IoTの分野とMSXとの接点は、ワンチップでMSXと無線通信機能を一体化した5ミリ角のシリコンチップのダイを開発中である。来年の秋ぐらいまでに発表したい。組込用のコントローラーとして。

#144 次世代MSXとIoT MSX その2
2018-08-28
次世代MSXについて書いたらかなりの反響だったので、もう少し詳しく書くことにしたい。Raspberry Piの大きさで、電源はAC48V。基板の上にAC-DCコンバーター搭載して、USB3.0の電源供給もカバー。ザイリンクスのPGAを搭載。EthernetWiFiBluetoothUSB3.0。100ピン多目的Busコネクター。基板を64枚スタックするとマルチプロセッサーになる。OSはWindows10、LinuxMSX OS(MSX DOSの進化形)。FPGAソースコードはオープンにする。LinuxMSX OSもソースコードはオープンにする。オンラインのグループウェアを提供。情報交換と情報公開のプラットフォームにする。D4E社に協賛してもらってゲームソフトウェアを安価に提供の予定。Cコンパイラを調整中。MSX BASICライセンス予定。CPUはARMとR800

http://nishi.org/

 西氏が作っているのは2種類。次世代MSXとIoT MSXである。IoT MSXは組み込み用のチップであって、パソコンとは別物だ。問題は次世代MSXの方である。この文章はあえて曖昧にしているのかもしれないが、どうも実態がよくわからない。
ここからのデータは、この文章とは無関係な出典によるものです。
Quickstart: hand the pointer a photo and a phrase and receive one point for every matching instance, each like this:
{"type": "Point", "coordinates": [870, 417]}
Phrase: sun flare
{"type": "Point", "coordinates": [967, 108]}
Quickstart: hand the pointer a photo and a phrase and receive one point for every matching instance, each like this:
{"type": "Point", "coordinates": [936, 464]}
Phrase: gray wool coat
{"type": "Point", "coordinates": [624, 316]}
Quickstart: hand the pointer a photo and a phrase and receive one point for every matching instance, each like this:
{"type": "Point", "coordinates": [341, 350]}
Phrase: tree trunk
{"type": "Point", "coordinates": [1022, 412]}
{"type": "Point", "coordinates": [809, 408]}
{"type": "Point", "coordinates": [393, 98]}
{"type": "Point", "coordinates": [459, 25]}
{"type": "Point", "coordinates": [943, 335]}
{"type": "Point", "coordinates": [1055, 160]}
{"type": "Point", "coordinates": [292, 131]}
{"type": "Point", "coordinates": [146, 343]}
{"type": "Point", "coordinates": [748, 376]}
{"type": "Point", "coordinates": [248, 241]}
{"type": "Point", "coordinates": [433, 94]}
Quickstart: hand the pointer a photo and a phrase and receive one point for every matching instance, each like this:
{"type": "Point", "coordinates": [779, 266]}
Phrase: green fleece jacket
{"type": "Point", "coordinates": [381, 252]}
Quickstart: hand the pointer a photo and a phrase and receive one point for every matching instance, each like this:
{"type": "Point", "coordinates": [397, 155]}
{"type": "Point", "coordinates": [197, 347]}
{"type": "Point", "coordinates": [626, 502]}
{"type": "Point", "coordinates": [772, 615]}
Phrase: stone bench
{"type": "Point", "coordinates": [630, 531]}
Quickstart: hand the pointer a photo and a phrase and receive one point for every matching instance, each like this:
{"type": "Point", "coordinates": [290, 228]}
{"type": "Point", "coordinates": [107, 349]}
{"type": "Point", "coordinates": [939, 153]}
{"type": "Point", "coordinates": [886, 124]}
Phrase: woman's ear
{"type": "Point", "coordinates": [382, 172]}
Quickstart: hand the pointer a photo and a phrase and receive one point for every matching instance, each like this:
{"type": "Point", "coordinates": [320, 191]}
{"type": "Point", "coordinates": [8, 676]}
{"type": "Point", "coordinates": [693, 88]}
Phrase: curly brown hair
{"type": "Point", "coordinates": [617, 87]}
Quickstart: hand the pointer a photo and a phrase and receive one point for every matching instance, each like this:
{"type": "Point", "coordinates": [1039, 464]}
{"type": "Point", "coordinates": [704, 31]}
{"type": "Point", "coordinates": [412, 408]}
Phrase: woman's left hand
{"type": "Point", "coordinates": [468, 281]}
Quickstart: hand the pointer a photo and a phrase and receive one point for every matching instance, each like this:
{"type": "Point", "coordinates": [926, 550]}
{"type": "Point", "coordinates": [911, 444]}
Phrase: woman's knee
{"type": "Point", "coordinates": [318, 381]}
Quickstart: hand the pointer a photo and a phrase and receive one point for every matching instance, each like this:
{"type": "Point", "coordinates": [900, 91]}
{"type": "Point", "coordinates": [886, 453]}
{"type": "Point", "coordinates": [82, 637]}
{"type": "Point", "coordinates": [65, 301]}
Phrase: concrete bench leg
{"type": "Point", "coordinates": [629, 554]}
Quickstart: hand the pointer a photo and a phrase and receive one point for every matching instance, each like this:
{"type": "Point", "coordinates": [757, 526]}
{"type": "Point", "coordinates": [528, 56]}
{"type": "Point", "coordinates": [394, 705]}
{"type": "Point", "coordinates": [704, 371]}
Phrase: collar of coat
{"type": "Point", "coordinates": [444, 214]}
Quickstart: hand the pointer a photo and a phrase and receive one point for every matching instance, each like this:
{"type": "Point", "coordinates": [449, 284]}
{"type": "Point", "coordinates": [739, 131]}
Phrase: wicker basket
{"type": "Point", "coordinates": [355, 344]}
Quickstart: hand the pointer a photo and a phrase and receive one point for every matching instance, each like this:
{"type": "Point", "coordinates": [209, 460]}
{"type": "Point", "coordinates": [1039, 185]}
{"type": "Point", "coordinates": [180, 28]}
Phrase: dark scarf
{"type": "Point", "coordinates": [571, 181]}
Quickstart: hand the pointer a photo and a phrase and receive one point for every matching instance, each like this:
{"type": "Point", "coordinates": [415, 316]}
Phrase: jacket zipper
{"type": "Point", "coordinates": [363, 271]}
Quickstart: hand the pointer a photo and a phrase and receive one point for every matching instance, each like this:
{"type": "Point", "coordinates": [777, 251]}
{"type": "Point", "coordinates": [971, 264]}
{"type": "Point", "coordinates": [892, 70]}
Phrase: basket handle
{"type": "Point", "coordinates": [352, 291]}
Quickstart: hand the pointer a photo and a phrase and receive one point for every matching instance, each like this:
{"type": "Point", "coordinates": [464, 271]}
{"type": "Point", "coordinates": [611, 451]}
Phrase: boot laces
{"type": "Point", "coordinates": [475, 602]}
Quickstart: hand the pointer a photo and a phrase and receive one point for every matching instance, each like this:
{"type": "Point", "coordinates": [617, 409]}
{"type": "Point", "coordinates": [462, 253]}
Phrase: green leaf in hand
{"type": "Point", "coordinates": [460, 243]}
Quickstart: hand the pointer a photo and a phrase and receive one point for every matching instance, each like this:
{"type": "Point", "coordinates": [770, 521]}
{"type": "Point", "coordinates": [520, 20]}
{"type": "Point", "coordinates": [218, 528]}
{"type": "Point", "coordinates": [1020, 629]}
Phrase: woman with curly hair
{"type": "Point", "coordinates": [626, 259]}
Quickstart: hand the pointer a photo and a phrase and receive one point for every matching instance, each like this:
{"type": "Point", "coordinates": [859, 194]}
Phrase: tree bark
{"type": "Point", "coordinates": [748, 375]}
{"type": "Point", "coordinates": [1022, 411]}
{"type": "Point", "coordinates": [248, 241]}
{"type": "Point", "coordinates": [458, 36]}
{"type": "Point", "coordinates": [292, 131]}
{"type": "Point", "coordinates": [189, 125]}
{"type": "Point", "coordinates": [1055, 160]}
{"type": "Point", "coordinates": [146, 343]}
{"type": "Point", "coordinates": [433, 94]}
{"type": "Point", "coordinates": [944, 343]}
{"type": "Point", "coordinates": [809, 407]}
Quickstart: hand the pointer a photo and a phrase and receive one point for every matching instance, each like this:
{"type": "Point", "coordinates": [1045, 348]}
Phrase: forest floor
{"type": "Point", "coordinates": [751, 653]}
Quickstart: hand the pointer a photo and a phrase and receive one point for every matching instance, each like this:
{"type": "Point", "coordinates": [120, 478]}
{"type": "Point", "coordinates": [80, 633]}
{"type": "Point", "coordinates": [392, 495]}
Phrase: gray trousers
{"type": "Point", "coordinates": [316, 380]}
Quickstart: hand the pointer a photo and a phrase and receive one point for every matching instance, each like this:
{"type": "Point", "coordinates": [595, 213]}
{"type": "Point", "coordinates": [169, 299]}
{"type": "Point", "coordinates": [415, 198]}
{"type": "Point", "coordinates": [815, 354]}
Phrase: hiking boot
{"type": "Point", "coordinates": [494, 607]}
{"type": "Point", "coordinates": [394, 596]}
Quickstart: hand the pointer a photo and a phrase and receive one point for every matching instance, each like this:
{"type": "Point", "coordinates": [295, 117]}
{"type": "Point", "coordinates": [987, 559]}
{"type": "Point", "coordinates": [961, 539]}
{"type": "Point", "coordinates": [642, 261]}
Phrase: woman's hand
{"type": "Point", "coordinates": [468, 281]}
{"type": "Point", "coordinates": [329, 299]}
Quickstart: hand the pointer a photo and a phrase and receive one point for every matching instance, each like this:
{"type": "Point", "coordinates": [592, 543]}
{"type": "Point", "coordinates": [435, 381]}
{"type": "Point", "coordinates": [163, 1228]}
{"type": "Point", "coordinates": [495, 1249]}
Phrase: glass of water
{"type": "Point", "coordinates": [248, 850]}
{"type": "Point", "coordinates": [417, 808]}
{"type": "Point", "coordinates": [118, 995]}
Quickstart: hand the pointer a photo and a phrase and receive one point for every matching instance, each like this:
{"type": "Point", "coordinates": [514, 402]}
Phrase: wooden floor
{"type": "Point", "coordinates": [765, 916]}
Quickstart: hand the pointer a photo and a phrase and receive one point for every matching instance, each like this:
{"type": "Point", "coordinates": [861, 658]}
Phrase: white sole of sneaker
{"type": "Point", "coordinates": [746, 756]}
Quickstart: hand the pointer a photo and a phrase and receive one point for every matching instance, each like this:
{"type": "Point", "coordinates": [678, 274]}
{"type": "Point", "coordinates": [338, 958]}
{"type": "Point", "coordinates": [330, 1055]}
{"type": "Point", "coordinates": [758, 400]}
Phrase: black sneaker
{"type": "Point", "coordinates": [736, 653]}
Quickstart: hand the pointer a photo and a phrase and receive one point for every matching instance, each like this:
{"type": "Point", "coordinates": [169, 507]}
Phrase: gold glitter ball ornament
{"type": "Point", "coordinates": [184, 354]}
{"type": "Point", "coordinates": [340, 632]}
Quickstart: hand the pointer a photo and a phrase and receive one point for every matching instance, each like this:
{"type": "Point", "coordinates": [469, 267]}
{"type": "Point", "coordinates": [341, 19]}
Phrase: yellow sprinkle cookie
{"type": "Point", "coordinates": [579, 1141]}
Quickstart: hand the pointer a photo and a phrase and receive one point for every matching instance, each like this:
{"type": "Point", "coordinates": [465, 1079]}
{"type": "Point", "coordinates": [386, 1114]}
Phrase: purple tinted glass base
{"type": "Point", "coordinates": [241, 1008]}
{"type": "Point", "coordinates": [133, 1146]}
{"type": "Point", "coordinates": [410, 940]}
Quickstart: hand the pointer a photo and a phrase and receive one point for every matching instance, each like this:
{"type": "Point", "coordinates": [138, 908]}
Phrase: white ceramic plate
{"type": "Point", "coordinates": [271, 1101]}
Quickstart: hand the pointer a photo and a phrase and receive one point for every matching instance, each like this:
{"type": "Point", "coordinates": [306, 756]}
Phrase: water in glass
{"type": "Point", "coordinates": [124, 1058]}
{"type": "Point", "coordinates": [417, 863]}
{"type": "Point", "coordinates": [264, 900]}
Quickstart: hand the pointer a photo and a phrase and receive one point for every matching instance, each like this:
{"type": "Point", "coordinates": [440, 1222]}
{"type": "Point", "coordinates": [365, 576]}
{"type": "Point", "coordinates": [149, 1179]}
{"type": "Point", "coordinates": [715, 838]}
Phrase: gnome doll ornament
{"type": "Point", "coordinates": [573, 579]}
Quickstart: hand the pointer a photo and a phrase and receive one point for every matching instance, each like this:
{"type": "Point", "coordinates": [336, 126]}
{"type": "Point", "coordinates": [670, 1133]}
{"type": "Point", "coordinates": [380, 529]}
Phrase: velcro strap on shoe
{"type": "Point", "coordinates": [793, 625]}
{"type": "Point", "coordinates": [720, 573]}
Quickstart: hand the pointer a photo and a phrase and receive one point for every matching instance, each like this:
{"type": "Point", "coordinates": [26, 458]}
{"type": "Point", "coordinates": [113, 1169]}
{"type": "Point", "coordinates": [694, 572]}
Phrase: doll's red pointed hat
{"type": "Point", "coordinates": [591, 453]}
CPUはARMとR800とあるが、これをザイリンクスのFPGA上にすべて記述するのか、それともCPUは普通に作られたものを搭載して、それとは別にFPGAを搭載するのか。どうもFPGA上にCPUコアを載せてしまうように読めるのだがどうだろうか。少しあとの方のコラムに、MSXの事とは明示されていないが以下の記述がある。

#263 35ドルのコンピュータのこれから
2019-06-11
大ヒットとなった英国のワンボードコンピューター、ラズベリーPiの後を追って類似の商品がたくさん出てきた。ARMのCPUの数が現行は4つであるが、これが増えたものが1つの方向。もう一つはCPUがARMではなくx86でフルWindowsが動くものもある。私はこれが大好きだ。では、東大のラボで何を作るのか。私が今作っているのは巨大なFPGAを搭載し、高速のBUS構造を持ったアーキテクチャをソフトウェアでプログラミングできるワンボードコンピューターを設計している。年内に発表し、試作品を世界中に届けたい。東大の生協と楽天と、amazonで。

http://nishi.org/

 この「巨大なFPGAを搭載し、高速のBUS構造を持ったアーキテクチャをソフトウェアでプログラミングできるワンボードコンピューター」が次世代MSXではないかと思われる。Windows 10を動かすようなARMコアをR800とともに乗せるなら、「巨大なFPGA」を使うのもわかる。D4Eの鈴木氏が「2019年内に」と言っている事とも符合する。

 とにかく、次世代MSXは、ラズパイサイズでFPGAを使った、64枚スタックできる基板ということになる。(64枚スタックするとマルチプロセッサになるという意味がよくわからない。64枚ないとマルチプロセッサにならないのだろうか??)また、基板をスタックするということは、基板上にはMSXのカートリッジスロットは配置されないのだろうか。いやラズパイサイズだったら多分載せるスペースが足らないだろうけど。

 あとVDPについて何も語っていないのが気になる。今CPUやOSまで変えてV9958でもあるまい。V9990でもたかだかVGA解像度、しかもインターレースモードである。単に昔のMSXシリーズの再現ならそれでいいとしても、今の時代にわざわざ次世代として発表するならフルHD対応は最低限、下手すると4Kくらいは期待されるのではないか。ただ、D4Eを通して旧作ゲームの配信を考えているようなので、V9958互換機能は必須になるだろう。あるいは旧作ゲームはARM上で動くWindowsLinuxでのエミュレーションになるのかもしれない。D4EのプロジェクトEGGはそもそもエミュレーションで動いているし。搭載するARMが、実チップであるかFPGA上のIPコアであるかはさておき、それがラズパイと同様にGPUのVideoCoreまで搭載しているなら、V9958エミュレーションくらいは楽にこなせるはずだ。

 この考えが正しければ、カートリッジスロットはなし。旧作ゲームは配信で遊ぶ。新MSXとしての機能は旧MSXとの互換性が低いか、もしかしたらほとんどないかもしれない。旧MSX-DOSソフトは機種ごとにグラフィック環境がバラバラだった時代のCP/MMS-DOSのように、テキストを使うものくらいしか動かないかも。メモリーマッパーなんかも廃止されてR800MMUを使うかもしれない(R800は内蔵MMUで16MBまで使えたはず。turbo Rでは互換性のためにこの機能は使われなかった)。そもそもZ80を載せないのであれば、R800Z80に比べて高速であるだけで非互換性が出てしまう。MSX2+までZ80 3.58MHzで固定だったため、アクションゲームなどは実時間で制御していないものが大半だろう。だからturbo RではZ80R800を切り替えて使っていたわけで。そこまでいくと「どこがMSXなんだろう」となるかもしれないけど。